Apart from mainstream dramas, he also took part in Oswald’s sexual education series, playing Mr. Kramer in the 1918 film Let There Be Light and Alfred Werner in Prostitution and its sequel, Prostitution II, both from 1919. Also in that year, he starred in Different From the Others, playing Paul Körner, the definitive silent-era sympathetic out-homosexual.
Veidt is most remembered for his work after Oswald, however, in such roles as Cesare in Robert Wiene’s 1920 expressionist film The Cabinet of Dr. Caligari and as Gwynplaine in The Man Who Laughs (the character would later be used as the model for The Joker). He made an easy transition into talking pictures, appearing in Germany’s first talkie The Land Without Women in 1929.

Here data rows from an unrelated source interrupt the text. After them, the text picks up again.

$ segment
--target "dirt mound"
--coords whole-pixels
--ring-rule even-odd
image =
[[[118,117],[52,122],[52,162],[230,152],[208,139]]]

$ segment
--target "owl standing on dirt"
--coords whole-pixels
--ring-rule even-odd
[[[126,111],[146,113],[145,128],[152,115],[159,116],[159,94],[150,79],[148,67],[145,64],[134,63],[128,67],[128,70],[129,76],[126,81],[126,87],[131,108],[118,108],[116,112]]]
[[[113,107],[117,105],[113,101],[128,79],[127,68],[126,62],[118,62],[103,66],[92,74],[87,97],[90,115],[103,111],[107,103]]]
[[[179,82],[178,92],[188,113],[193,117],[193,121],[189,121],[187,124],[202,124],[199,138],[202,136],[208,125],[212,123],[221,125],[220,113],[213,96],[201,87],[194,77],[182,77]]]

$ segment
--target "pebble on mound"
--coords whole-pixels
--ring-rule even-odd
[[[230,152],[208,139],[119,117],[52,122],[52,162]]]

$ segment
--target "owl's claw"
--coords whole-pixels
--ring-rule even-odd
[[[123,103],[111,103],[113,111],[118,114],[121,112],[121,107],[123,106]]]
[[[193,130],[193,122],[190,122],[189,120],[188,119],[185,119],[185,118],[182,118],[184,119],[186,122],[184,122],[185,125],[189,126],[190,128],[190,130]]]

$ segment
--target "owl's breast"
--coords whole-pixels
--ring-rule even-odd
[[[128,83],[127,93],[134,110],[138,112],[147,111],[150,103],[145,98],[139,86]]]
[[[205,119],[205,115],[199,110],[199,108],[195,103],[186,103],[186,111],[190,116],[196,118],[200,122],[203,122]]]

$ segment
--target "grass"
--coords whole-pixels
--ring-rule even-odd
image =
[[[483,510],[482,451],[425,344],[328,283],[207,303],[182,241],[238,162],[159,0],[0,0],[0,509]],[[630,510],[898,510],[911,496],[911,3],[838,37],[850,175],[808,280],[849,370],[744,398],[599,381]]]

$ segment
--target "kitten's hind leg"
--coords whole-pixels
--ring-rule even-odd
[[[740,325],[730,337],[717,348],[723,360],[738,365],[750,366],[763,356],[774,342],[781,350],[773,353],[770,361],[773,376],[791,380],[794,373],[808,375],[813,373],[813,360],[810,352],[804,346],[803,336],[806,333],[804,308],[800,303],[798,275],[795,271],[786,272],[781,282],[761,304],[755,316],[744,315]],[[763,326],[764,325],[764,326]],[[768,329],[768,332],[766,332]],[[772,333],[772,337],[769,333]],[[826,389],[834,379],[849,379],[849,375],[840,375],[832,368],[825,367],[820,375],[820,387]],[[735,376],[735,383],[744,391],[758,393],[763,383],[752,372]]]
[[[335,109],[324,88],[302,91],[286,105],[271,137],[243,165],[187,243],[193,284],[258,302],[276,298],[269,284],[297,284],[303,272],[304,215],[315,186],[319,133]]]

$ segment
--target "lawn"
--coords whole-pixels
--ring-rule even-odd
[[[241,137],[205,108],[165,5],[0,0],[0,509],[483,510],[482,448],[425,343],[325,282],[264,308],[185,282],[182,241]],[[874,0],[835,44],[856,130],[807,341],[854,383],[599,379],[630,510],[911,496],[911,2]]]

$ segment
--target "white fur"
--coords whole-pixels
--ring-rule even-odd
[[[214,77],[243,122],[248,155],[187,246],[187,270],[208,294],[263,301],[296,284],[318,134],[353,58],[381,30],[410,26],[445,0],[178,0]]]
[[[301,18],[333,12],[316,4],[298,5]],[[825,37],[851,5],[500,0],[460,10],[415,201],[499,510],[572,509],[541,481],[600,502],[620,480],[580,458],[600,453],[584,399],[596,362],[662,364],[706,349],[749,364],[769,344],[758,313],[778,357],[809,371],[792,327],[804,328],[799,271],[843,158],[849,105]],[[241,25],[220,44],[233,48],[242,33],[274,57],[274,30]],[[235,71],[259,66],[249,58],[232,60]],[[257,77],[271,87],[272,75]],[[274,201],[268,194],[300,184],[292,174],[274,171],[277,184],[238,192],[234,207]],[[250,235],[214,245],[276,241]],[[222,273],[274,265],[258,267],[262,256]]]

After marrying his first wife, who was Jewish, he converted to Judaism and became staunchly anti-Nazi during their rise to power in Germany, eventually forcing him to exile in Britain. He quickly aligned himself with the English speaking film industry and remained a prolific actor in England and later in Hollywood, playing Jaffar in The Thief of Baghdad in 1940 and opposite Joan Crawford as Torsten Barring in 1941’s A Woman’s Face. His best remembered performance in a talkie was his penultimate, playing Major Strasser in the 1942 film Casablanca.
Veidt died on the 3rd of April, 1943 of a heart attack while playing the 8th hole at the Riviera Country Club in Hollywood, California.